The 1960 Saskatchewan Election

Medicare: A People's Issue

Saskatchewan voters went to the polls in June of 1960. The main issue of the campaign was the pre-paid, universal, compulsory medical-care plan promised by the government. Premier Douglas asked the electorate for a strong mandate. Of the three opposition parties only the Socreds completely opposed Medicare. Criticism from the Liberals and Conservatives focused on the details and the timing of implementation.
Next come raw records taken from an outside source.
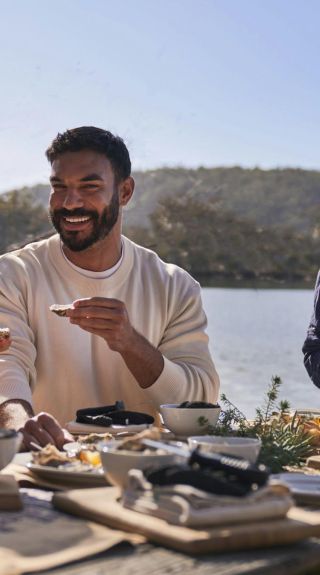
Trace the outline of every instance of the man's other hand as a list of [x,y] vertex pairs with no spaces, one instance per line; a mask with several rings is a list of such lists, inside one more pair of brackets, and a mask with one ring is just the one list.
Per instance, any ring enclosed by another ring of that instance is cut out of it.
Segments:
[[19,429],[23,435],[22,449],[32,449],[32,443],[44,447],[52,443],[58,449],[62,449],[65,443],[73,441],[72,435],[63,429],[57,420],[49,413],[39,413],[26,421]]

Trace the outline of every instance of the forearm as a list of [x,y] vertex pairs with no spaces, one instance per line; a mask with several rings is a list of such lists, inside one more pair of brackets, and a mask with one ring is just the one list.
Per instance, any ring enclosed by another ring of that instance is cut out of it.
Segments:
[[10,399],[0,405],[0,427],[20,429],[33,415],[32,407],[27,401]]
[[133,344],[121,355],[143,389],[150,387],[162,373],[164,366],[162,353],[135,330]]

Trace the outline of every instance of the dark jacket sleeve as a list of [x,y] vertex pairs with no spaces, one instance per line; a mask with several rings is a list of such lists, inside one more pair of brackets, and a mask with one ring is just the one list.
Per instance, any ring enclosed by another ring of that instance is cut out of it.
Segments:
[[306,370],[313,383],[320,387],[320,272],[314,292],[314,310],[302,351]]

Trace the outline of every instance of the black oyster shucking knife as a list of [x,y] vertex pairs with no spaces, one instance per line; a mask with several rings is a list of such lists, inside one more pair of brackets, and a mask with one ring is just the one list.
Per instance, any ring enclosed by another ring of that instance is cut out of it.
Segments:
[[192,451],[176,447],[161,441],[144,439],[146,447],[164,449],[168,453],[174,453],[187,460],[189,466],[198,465],[200,469],[222,471],[224,474],[236,477],[239,481],[249,484],[257,484],[259,487],[267,483],[270,471],[263,465],[253,465],[246,459],[230,456],[223,453],[201,453],[199,448]]

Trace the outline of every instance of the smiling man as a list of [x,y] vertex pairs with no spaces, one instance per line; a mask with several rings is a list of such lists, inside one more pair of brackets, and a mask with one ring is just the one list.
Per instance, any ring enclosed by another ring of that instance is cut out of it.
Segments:
[[[47,150],[57,234],[0,258],[0,425],[24,444],[61,447],[77,409],[123,400],[157,416],[161,403],[216,402],[199,284],[121,234],[134,192],[128,150],[95,127]],[[49,310],[70,304],[67,317]]]

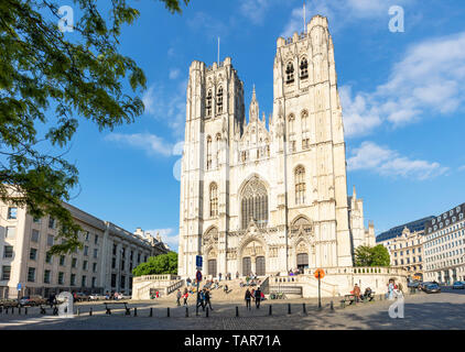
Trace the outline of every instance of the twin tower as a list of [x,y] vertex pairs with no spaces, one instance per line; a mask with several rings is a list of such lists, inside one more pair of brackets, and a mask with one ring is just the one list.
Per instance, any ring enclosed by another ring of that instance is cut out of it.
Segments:
[[363,201],[347,197],[343,113],[327,19],[278,38],[273,113],[231,59],[193,62],[187,86],[180,201],[179,274],[259,276],[353,266],[375,242]]

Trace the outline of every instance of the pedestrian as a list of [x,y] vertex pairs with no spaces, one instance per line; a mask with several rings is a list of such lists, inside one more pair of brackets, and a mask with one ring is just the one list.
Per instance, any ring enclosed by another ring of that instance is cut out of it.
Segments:
[[181,306],[181,289],[177,289],[177,293],[176,293],[176,304],[177,304],[177,307],[180,307]]
[[257,307],[257,309],[259,309],[260,308],[260,300],[261,300],[260,286],[256,289],[255,296],[256,296],[256,307]]
[[354,296],[355,296],[355,300],[359,301],[359,299],[360,299],[360,287],[358,287],[357,284],[355,284],[355,286],[354,286]]
[[198,310],[198,307],[202,307],[202,309],[205,310],[204,302],[202,300],[202,296],[199,292],[197,292],[197,304],[195,308]]
[[187,306],[187,298],[188,298],[188,292],[187,289],[184,292],[184,306]]
[[249,309],[249,310],[251,309],[250,308],[251,297],[252,297],[252,294],[250,294],[250,290],[247,288],[245,299],[246,299],[246,308]]
[[210,296],[209,290],[208,289],[205,290],[205,307],[208,305],[209,309],[213,310],[210,298],[212,296]]

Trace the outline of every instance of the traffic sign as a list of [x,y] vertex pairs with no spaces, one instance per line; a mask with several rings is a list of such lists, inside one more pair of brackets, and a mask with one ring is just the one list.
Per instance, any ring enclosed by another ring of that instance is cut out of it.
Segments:
[[201,271],[197,271],[197,274],[195,274],[195,278],[197,279],[197,283],[202,282],[202,272]]
[[195,257],[195,265],[197,266],[197,268],[202,268],[202,264],[203,264],[203,257],[202,255],[197,255]]
[[325,271],[322,268],[317,268],[315,271],[315,278],[323,278],[323,277],[325,277]]

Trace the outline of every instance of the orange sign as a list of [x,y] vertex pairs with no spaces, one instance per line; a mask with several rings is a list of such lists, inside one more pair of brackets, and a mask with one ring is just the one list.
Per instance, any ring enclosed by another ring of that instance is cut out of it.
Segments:
[[325,271],[322,268],[317,268],[315,271],[315,278],[323,278],[323,277],[325,277]]

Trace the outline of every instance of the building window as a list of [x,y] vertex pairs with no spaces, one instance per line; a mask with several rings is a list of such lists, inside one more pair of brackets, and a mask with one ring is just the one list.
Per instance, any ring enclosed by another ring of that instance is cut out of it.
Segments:
[[65,273],[58,273],[58,285],[63,285],[65,283]]
[[15,227],[7,227],[4,232],[6,239],[14,239],[17,237],[17,228]]
[[35,261],[37,258],[37,250],[36,249],[31,249],[29,251],[29,258],[31,261]]
[[50,284],[50,274],[51,274],[51,271],[44,272],[44,284]]
[[223,113],[223,87],[218,88],[218,94],[216,96],[216,107],[218,114]]
[[268,223],[268,193],[257,177],[247,183],[241,194],[242,229],[247,229],[251,219],[257,221],[259,227],[266,227]]
[[7,280],[10,279],[11,276],[11,265],[3,265],[1,267],[1,279]]
[[207,136],[207,169],[212,168],[212,136]]
[[39,242],[39,231],[32,230],[31,241],[37,243]]
[[3,248],[3,257],[13,257],[13,246],[12,245],[6,245]]
[[48,218],[48,229],[55,229],[55,219]]
[[305,204],[305,168],[303,166],[295,168],[295,204]]
[[8,220],[14,220],[18,218],[18,208],[9,207],[8,208]]
[[302,79],[309,78],[309,62],[306,57],[302,58],[300,68],[301,68],[301,78]]
[[209,89],[207,92],[206,109],[207,109],[207,118],[212,117],[212,89]]
[[35,283],[35,267],[28,268],[28,282]]
[[285,68],[285,82],[292,84],[294,81],[294,65],[292,63],[289,63]]
[[218,215],[218,186],[213,183],[209,186],[209,216],[216,217]]

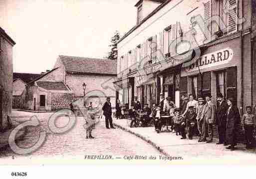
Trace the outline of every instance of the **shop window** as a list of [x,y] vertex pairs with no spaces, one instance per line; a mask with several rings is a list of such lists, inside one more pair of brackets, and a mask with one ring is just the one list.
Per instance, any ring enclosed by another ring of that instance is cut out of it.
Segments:
[[221,93],[224,98],[227,97],[226,71],[221,71],[216,73],[217,94]]
[[237,67],[228,68],[227,70],[227,98],[234,98],[237,102]]

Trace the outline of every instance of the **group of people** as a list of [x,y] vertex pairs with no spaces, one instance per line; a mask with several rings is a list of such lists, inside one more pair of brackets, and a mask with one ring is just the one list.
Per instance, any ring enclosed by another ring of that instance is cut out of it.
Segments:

The most vocal opposition came from the province’s doctors, represented by the College of Physicians and Surgeons. Douglas used the physicians' lack of political experience and division in their ranks to portray himself and the province as underdogs. The doctors’ campaign was badly handled.

Throughout 1961, the proposed medical care plan remained the top political issue in Saskatchewan. To fulfill its promise of consultation, the government created the Advisory Planning Commission on Medical Care, mandated “to study and report upon a medical care insurance program for the province and on the public need in other fields of health.”

The former President of the University of Saskatchewan, Dr. W.P. Thompson, was invited to act as chair. It was an onerous job, made especially difficult by the attitude of the medical members of the committee. 49 briefs of more than 1,200 pages were submitted by individuals and groups from across the province. In September of 1961 the Committee produced an Interim Report which recommended:
  • Universal coverage for all residents.
  • Comprehensive benefits based on residence, registration and payment of personal premiums with additional finances to be drawn from general government revenues.
  • Utilization fees.
  • Fee-for-service payment.
  • The creation of a commission responsible to the government to administer the plan.